I implemented this an it take a 2 hours to run with just 4 individuals with 4 features while the above example would take approx 30 minutes. Is it likely I am messing up somewhere or these tend to take a long time?

I’ll defer on the multivariate normal question, but in terms of computation time, the bit of script I wrote above took me 5 seconds to generate 6,000 samples (1,000 tuning and 2,000 draws in each of 2 chains). If your sampling seems substantially slower (for that same code), I might suggest running some established, working code (e.g., one of the many examples) and asking a (separate) question about any suspiciously slow performance you are seeing (and include any output and platform/install/version information).

Yes, the example above runs quickly–I am not sure it took 5 seconds, but a maybe a couple minutes.
I am working on a laptop so perhaps that is why it is slow. I would not think that a MVN would take so long as I would guess it would not take much longer than 16 normal distributions.

Thanks for all the help!

I am going to unmark this solution, because I am not sure this is consider a binomial distribution.

A person has a portion of money and allocates the money by some sort of payoff between two goods.
How can giving 50 of 100 dollars to the y-good be seen as 50 success of 100?
So your saying giving y_i of y_max tokens is seen as y_i success with probability p?
Remember an observation is generation by a single person.

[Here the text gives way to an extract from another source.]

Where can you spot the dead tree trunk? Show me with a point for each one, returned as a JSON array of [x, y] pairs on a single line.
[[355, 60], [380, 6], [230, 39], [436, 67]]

So, I am not sure if that follows the following requirement for a Binomial:

– Each observation falls into one of just two categories: success
vs. failure, male vs. female, child vs. adult
– The n observations are all independent
– The probability of success, call it p, is the same for each
observation

I appreciate the help a lot, but I think I need some sort of justification for using a binomial.
I don’t think this is a sequence of successful events.